Lagerfeld made a perfume for quite some time called KL — his initials, I believe; but eventually they discontinued the fragrance, I’m assuming for lack of sales. I love that fragrance and still have a bath powder that I use very sparingly, just on special occasions. Sometimes, I just lift the lid and sniff.

The company DonnaKaran came out with a “signature fragrance” back in the 90s and it seems to be on the road to extinction. I haven’t been able to find it any longer, so I went searching on the internet. The only thing I could find was a “remake” of the scent, supposedly in the original unique bottle; but when it came it was just a little tiny spray vial. I tried it, but it’s not the same. I’m sad. Of course, I have one of those old black bottles from the original perfume — just can’t throw it away.

On the weekend, I was visiting a friend, whiling away a lovely summer day and while she rested, I perused her stack of magazines. Inside one of those I found all kinds of relics from the past. There were types of candies, for instance, that long ago stopped gracing the shelves of the average store.

Remember Kits? I loved those silly little candies, as a kid. You could buy them then for a penny! That meant that with a dime you could come away with two hands full of delight, which — when the wrapper was removed — exposed four little flavored chews all wrapped in their own individual paper. The presentation was delightful — forty pieces of candy for one dime. It took patience to unwrap them but they were so good and they never got your fingers sticky.

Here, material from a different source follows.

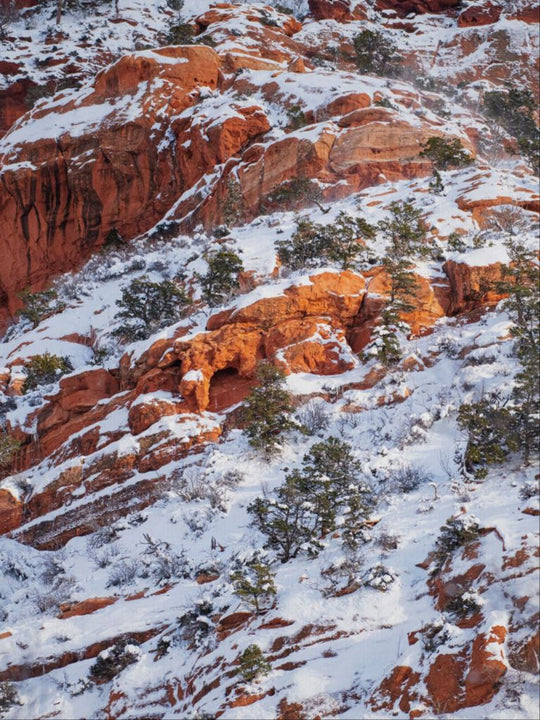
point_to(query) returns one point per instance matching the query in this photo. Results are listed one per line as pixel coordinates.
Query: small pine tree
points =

In that same magazine, of course geared to the over-60 crowd, were all kinds of things that I thought had long ago been discontinued. You could get Evening in Paris perfume and original Tangee lipstick in “natural.” (My first experience with lipstick. In fact, I may have an old tube of it somewhere. Yep, just can’t throw it away.)

I’ve had my trip down memory lane, so, perhaps today is the day that I should clear out stuff under the bathroom sink — just get rid of all those half bottles of this and that in the box — not the Jean Nate, for sure because it has been elevated to the bathroom deck; but “outside” is calling with spring in the air. Throwing away old has-beens will have to wait for another day in the country.